Premier Jiang Yi-huah (江宜樺) and Democratic Progressive Party (DPP) Legislator Lee Chun-yi (李俊俋) yesterday accused each other of distorting facts during a heated debate in the legislature about the impact of the Economic Cooperation Framework Agreement (ECFA) and the proposed service trade agreement.
During a 30-minute question-and-answer session, Lee said that President Ma Ying-jeou’s (馬英九) administration had exaggerated the positive impact of the ECFA and had misinterpreted the meaning of free trade by “putting all the eggs in China’s basket.”
While Ma had pledged before the ECFA was signed that it would boost the nation’s GDP, average wage and foreign investment, and that Taiwanese businesspeople would benefit from much lower tariffs, government statistics suggested otherwise, Lee said.
“Most importantly, Ma said the ECFA would pave the way for more free-trade agreements, but so far Taiwan was only able to ink an FTA with New Zealand. The [former] DPP administration was able to sign several FTAs without making concessions to Beijing,” Lee said.

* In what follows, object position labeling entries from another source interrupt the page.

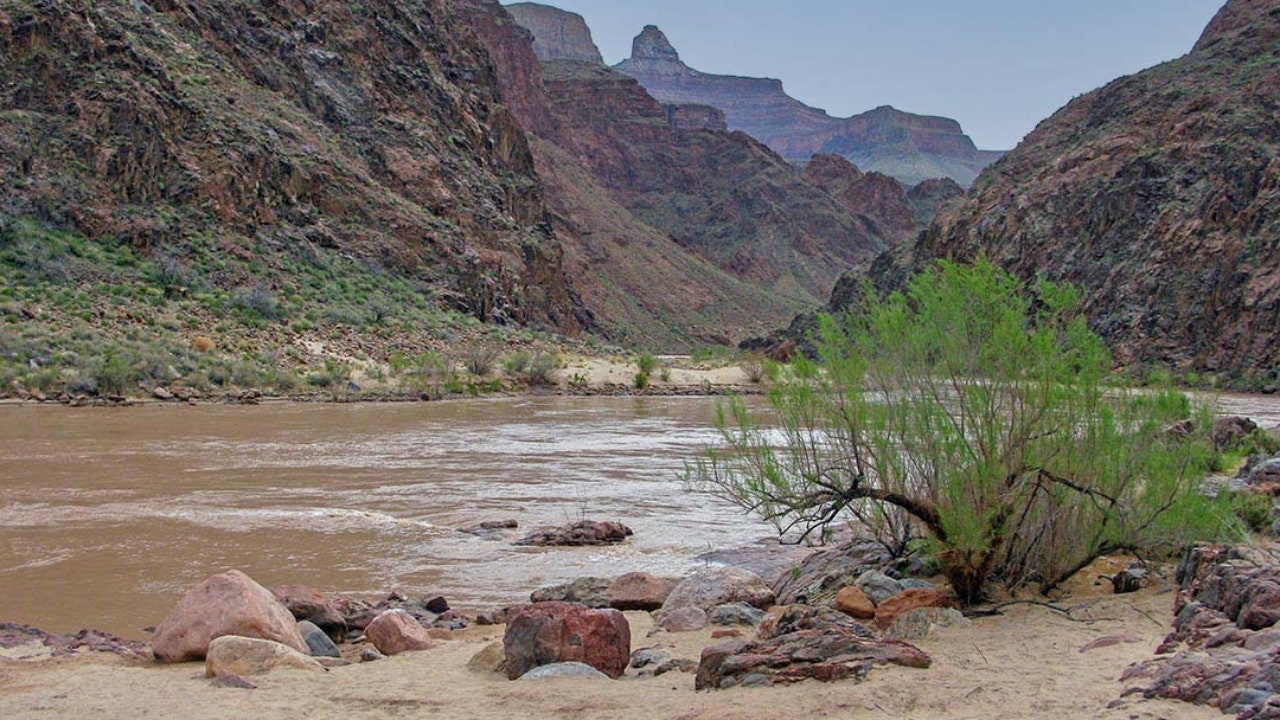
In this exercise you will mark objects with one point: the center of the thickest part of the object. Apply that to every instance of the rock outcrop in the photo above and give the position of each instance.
(577, 534)
(1160, 196)
(905, 146)
(800, 643)
(558, 35)
(1223, 650)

Ma made the same mistakes in negotiating the service trade agreement, with the public questioning the opaqueness of the discussions and the imbalance in market access, the lawmaker said.
China did not offer a full opening of its retail, e-commerce and banking industries, while Taiwan has agreed to liberalize those sectors without restrictions, he said.
Jiang said Lee and the DPP had politicized the service trade pact and tried to make it a vote of confidence against the government, adding that the numbers the DPP had provided were mostly incorrect.
The positive impact of the ECFA has been limited because it was a framework agreement and follow-up deals, such as the service trade pact, have not been implemented, the premier said.
He denied that the government has only focused on China in its pursuit of free trade, saying “there will be more FTAs to be signed.”
Jiang said that trade ties with China are “neither state-to-state trade relations nor domestic trade relations... They are special relations as stipulated in the Constitution.”